Having employed hundreds of young women students between 17 and 23 to help the 5,000 international journalists attending the finals, the committee is acting as chaperon and has prepared a lengthy list of do’s and don’ts.
“There must be no fraternizing on duty,” an official said. “Obviously, we have no control over what they do out of uniform, but they are all well-brought-up young girls.”
The romance ban extends even to the communal canteen in the Mexico City press center, where the hostesses sit in groups during their coffee breaks.
“Just to keep things fair, our male colleagues have been instructed not to socialize with female reporters and photographers,” one hostess said.

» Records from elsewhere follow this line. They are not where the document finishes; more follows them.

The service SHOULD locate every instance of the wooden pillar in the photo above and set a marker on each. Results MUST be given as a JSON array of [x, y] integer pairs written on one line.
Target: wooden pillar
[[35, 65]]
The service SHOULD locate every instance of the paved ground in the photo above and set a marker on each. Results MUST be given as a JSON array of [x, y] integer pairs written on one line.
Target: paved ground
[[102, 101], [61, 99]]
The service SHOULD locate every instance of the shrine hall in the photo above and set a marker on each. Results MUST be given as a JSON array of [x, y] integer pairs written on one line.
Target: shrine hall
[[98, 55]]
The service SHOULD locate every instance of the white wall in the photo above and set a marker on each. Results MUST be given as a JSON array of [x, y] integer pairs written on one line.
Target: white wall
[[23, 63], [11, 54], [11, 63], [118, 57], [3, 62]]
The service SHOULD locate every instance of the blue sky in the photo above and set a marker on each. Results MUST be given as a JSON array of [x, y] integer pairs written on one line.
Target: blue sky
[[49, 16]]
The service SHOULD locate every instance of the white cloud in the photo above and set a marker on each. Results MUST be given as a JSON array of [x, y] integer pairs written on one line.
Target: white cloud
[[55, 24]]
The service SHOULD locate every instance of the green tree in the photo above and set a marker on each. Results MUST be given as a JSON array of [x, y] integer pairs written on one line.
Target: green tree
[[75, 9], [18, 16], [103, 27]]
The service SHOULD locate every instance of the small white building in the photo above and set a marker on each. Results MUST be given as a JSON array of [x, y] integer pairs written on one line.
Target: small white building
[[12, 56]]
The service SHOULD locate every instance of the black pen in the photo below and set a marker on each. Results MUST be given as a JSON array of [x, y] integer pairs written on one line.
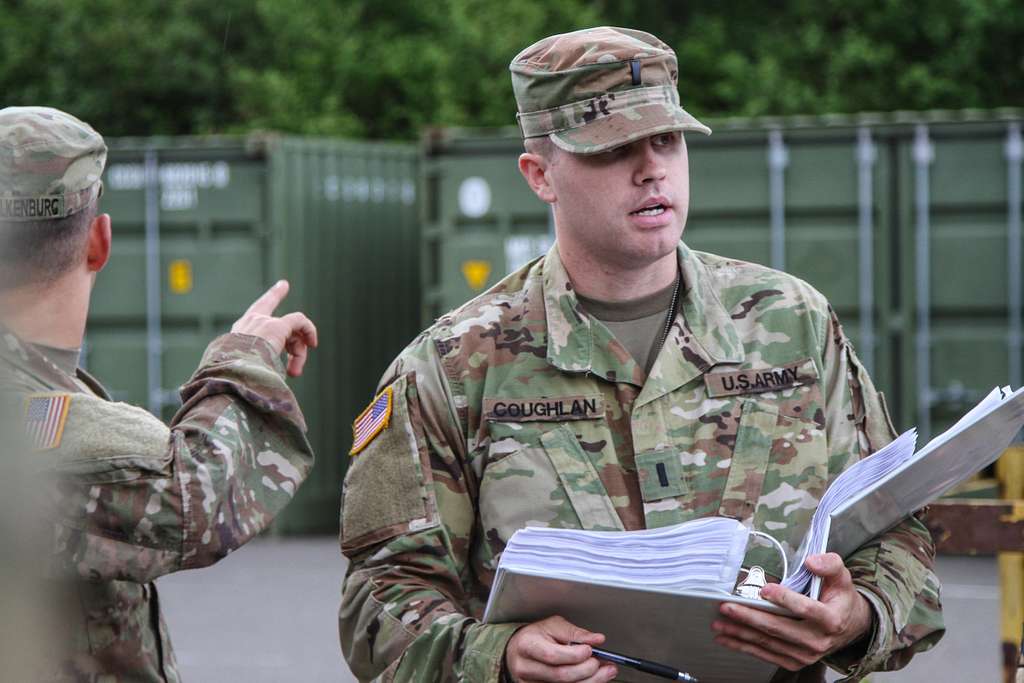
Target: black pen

Ask Skip Bayless, columnist for the Dallas Times Herald, if he misses the Lakers in the NBA final. Writing from Boston after Game 2, Bayless had this to say: “If God truly were a Celtic, he’d have made sure the Lakers survived the Rockets to set up a third straight L.A.-Boston culture clash. Where were all those kelly-green leprechauns? Tell us, Magic, where’s ‘Showtime’ when we needed it?

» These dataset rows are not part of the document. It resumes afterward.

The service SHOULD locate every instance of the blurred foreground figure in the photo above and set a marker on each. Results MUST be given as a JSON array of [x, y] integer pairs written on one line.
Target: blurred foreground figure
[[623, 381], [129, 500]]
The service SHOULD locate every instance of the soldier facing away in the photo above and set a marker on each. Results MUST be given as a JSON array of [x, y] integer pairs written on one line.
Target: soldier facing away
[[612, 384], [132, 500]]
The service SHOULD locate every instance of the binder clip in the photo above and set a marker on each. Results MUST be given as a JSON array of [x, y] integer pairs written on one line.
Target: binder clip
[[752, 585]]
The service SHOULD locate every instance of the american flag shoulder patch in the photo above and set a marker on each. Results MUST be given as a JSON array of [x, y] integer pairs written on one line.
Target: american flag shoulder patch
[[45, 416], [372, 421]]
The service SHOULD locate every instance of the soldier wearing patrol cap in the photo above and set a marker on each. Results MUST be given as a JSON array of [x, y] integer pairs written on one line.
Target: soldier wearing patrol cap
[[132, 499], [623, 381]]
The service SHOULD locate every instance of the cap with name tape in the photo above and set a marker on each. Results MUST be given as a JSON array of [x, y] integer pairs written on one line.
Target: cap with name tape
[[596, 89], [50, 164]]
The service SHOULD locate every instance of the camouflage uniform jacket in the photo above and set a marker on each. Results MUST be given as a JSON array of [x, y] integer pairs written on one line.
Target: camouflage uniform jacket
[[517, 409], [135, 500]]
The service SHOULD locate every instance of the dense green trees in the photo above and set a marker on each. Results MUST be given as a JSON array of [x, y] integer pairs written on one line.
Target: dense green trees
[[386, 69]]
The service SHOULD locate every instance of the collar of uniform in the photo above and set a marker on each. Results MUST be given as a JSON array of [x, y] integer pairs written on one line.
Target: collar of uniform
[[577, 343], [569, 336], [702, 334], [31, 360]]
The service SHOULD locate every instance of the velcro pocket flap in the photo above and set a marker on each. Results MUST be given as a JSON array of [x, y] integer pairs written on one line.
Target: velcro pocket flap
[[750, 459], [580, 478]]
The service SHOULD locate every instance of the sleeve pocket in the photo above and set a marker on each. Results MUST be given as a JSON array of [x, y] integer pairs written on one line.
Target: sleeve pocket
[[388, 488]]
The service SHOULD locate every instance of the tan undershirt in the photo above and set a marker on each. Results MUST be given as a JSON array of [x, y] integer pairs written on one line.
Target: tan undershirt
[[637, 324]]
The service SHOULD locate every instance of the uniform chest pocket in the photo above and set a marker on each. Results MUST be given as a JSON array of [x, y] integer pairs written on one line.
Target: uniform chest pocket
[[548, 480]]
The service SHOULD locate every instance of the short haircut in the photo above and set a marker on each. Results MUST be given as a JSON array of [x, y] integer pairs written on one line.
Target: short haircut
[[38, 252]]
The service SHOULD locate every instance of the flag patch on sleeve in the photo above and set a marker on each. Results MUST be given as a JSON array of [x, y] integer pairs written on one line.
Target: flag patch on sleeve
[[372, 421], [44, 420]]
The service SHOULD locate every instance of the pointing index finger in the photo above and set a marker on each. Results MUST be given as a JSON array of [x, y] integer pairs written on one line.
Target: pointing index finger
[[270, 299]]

“Late in Thursday night’s first half, every Celtic fan in this rickety sauna might have swallowed sushi if the hated Lakers would have materialized. Yes, Celtic fans were chanting at Magic. Yet, they also were chanting in frustration.
“How worked up can you get over the Globetrotters vs. the Washington Generals? This thing has all the suspense of a 4 a.m. ESPN replay.

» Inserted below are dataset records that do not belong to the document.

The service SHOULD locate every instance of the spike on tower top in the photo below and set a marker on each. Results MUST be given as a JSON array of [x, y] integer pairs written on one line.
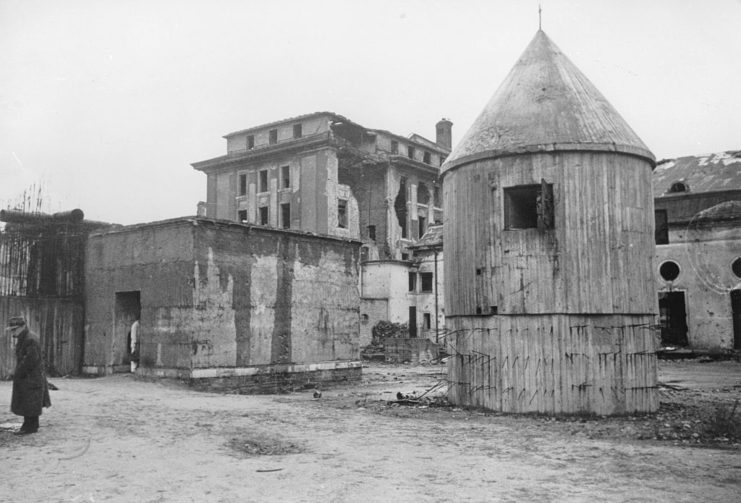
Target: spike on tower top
[[540, 17]]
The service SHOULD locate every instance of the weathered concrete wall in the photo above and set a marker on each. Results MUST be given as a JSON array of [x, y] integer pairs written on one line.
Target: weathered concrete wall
[[249, 296], [157, 261], [704, 257], [432, 302], [310, 126], [371, 312]]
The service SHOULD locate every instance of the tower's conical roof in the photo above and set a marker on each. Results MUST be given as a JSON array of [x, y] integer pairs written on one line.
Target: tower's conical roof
[[546, 104]]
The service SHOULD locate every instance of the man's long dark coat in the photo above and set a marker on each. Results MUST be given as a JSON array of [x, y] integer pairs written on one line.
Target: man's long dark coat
[[30, 390]]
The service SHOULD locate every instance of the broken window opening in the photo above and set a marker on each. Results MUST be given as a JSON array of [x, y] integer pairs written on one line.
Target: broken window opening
[[243, 184], [422, 222], [661, 230], [529, 207], [423, 194], [400, 206], [285, 176], [736, 267], [342, 213], [264, 180], [264, 215], [285, 215], [427, 281]]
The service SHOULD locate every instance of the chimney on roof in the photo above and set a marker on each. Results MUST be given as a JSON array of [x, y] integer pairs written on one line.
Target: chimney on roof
[[444, 133]]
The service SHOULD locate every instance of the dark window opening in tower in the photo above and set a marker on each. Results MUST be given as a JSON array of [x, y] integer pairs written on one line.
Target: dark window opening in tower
[[661, 230], [528, 207], [678, 187], [400, 206], [423, 194]]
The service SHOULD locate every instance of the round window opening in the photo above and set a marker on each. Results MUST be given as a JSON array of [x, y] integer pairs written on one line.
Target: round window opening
[[736, 267], [669, 270]]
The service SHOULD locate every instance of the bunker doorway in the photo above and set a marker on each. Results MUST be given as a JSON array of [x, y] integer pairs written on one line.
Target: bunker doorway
[[673, 318], [736, 310], [128, 310]]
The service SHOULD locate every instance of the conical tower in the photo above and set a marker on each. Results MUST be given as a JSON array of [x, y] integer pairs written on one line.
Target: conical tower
[[549, 281]]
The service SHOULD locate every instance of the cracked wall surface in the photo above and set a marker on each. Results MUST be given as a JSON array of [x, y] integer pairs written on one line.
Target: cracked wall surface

“You almost have to feel sorry for these fans, who stewed for a year as the champ Lakers and their fans (particularly Jack Nicholson) strutted in sunglasses. In a way, the Lakers almost hurt New England more by failing to show for the final.”
Mixed Doubles Dept.: Kris Dolan of Yakima, Wash., is a member of the Yakima Valley Community College women’s tennis team and is the best player in the region.
Eleven years ago, she was a member of the Sunnyside High School boys’ squad. Her name was George Esqueda then.
Five years ago, Dolan underwent a sex-change operation and has been living the life of a woman ever since, she said.
“Please don’t call me Renee Richards Jr.,” she added.
The 5-6 Dolan compiled a perfect record this season, going 19-0 and beating Julie Stangle of Green River, 6-0, 6-3, for the Northwest community college women’s singles championship.
Dolan’s sex-change operation became public on April 13 when the Yakima Herald-Republic published a story about her.
At that time, she was concerned that some opponents might refuse to play her. But Dolan said she received no negative reactions--from either opponents or spectators.
“The only reaction I got were ‘secret admirer’ notes,” she said. “I made a lot of friends among the other players. They didn’t even know me, but they said, ‘You’re great; hang in there.’ ”
She added: “I did have my picture taken a lot.”
Larry Bird, at the NBA MVP awards ceremony: “Well, Red (Auerbach, team president) tricked me again. He told me I was coming down here to sign a contract extension.”
Seattle Mariners Manager Dick Williams on the state of things in the American League: “Every player playing in the American League when I left 11 years ago is either a coach, a manager or a member of the California Angels.”